Anders Hansen, the Swedish psychiatrist who wrote The Real Happy Pill, argues that our brains evolved for a body in motion. The mismatch between our sedentary modern lives and our movement-hungry neurology explains a surprising amount of the anxiety and depression epidemic.

Dance as a Special Case

Dance adds layers that a treadmill can't replicate. It combines physical exertion with music, social interaction, creative expression, and the cognitive demands of learning and remembering choreography. Each of those elements independently boosts well-being. Together, they compound.

Peter Lovatt, a former professional dancer turned psychologist at the University of Hertfordshire, ran studies showing that structured dance sessions improved divergent thinking (the ability to generate multiple solutions to a problem).
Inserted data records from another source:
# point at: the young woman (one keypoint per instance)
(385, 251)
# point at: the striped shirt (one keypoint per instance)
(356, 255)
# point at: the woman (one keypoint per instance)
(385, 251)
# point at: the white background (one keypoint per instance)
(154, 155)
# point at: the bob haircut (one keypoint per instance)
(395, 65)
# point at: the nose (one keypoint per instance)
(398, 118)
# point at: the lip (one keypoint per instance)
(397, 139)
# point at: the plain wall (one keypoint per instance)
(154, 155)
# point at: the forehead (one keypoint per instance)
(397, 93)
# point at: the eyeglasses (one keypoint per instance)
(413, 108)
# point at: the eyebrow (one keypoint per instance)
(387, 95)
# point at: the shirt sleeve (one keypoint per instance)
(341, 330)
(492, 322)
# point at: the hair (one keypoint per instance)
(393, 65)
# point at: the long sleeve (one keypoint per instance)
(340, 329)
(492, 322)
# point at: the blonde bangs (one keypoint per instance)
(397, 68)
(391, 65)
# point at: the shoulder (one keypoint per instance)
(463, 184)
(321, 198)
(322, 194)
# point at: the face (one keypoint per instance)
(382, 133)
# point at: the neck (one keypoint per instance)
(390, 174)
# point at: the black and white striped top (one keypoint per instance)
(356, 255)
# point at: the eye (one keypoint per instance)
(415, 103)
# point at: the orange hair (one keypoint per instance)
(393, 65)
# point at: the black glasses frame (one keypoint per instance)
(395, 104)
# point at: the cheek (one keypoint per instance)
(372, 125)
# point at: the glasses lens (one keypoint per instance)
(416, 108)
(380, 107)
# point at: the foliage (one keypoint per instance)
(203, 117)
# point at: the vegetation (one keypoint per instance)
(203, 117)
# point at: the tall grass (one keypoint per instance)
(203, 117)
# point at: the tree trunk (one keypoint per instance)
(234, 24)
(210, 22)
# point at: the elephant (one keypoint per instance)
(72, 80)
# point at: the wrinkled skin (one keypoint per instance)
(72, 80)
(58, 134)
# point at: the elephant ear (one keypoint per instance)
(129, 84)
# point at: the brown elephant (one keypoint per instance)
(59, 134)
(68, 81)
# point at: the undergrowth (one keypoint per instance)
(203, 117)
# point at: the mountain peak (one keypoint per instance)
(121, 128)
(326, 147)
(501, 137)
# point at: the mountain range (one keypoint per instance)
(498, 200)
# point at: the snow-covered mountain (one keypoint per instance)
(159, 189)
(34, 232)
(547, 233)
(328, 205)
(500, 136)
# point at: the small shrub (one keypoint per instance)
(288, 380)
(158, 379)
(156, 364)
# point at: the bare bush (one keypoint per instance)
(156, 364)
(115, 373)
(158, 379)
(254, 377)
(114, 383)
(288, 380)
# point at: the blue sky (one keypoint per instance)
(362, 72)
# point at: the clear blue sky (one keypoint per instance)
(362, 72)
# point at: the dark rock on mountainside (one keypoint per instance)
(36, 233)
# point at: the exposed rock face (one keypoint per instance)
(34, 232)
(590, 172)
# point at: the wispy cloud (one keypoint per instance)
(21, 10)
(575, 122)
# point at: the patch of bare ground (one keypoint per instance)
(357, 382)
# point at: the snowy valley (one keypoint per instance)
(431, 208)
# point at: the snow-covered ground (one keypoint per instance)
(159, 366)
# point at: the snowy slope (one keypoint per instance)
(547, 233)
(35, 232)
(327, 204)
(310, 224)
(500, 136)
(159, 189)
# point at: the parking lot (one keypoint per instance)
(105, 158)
Movement and creativity appear to be neurologically linked in ways we're only beginning to map.

A 2019 study published in Frontiers in Psychology compared dance to conventional exercise programmes. Both improved physical fitness. But only dance improved body image, self-esteem, and emotional well-being. The researchers attributed this to dance's emphasis on expression rather than performance metrics. No one counts calories burned during a salsa class. You're too busy trying not to step on your partner's feet.

Movement as Social Glue

Humans synchronise. When we move in time with others, our brains release oxytocin and endorphins at higher rates than when we exercise alone. Bronwyn Tarr at Oxford's Institute of Cognitive and Evolutionary Anthropology found that synchronised movement raised pain thresholds (a proxy for endorphin release) significantly more than unsynchronised movement.

This is ancient technology. Every culture on earth has some form of communal dance. Ritual movement predates written language, agriculture, probably even spoken grammar. We bonded through rhythm long before we bonded through words.
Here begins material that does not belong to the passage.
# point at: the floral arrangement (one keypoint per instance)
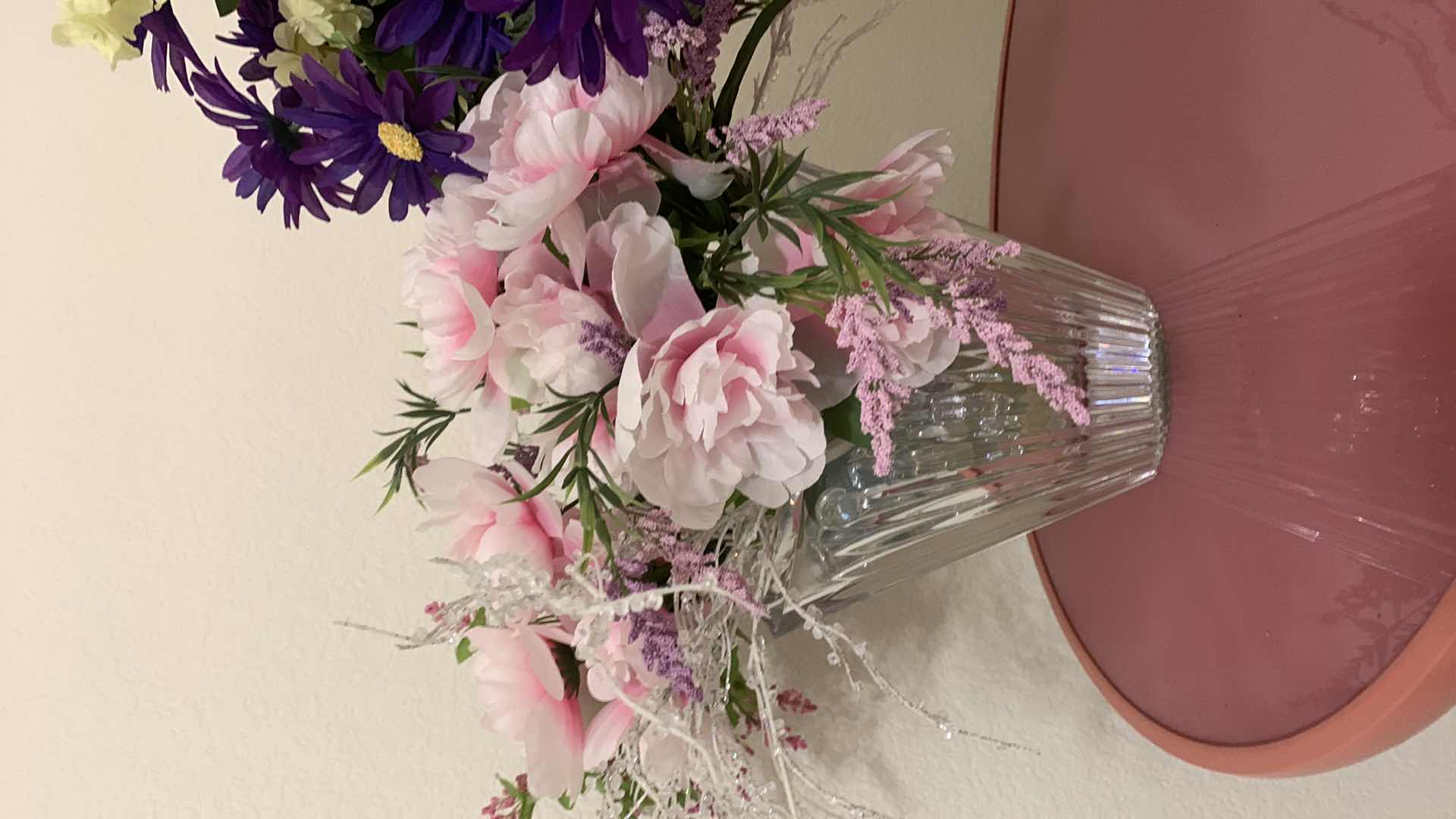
(654, 319)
Modern life has stripped most of this away. We sit in cars, sit at desks, sit on sofas. The average office worker is sedentary for 10 to 12 hours a day. The body that evolved to walk 15 kilometres daily across savannah now walks from the car park to the lift.

Getting Started

The best movement practice is one you'll actually do. If dance feels intimidating, start with something simpler. Walk somewhere you'd normally drive. Take a call standing up. Stretch during ad breaks. The threshold for benefit is low, and every increment counts.

If you want the full neurochemical cocktail, though, try something that combines music, social contact, and physical effort. A dance class, a group hike with a playlist, even a living room dance session with your children. The combination is genuinely more potent than any single element.

Masamichi Souzou treats movement as a design input, not an afterthought. Spaces, schedules, and programmes that build physical motion into the rhythm of life aren't luxuries. They're infrastructure for well-being.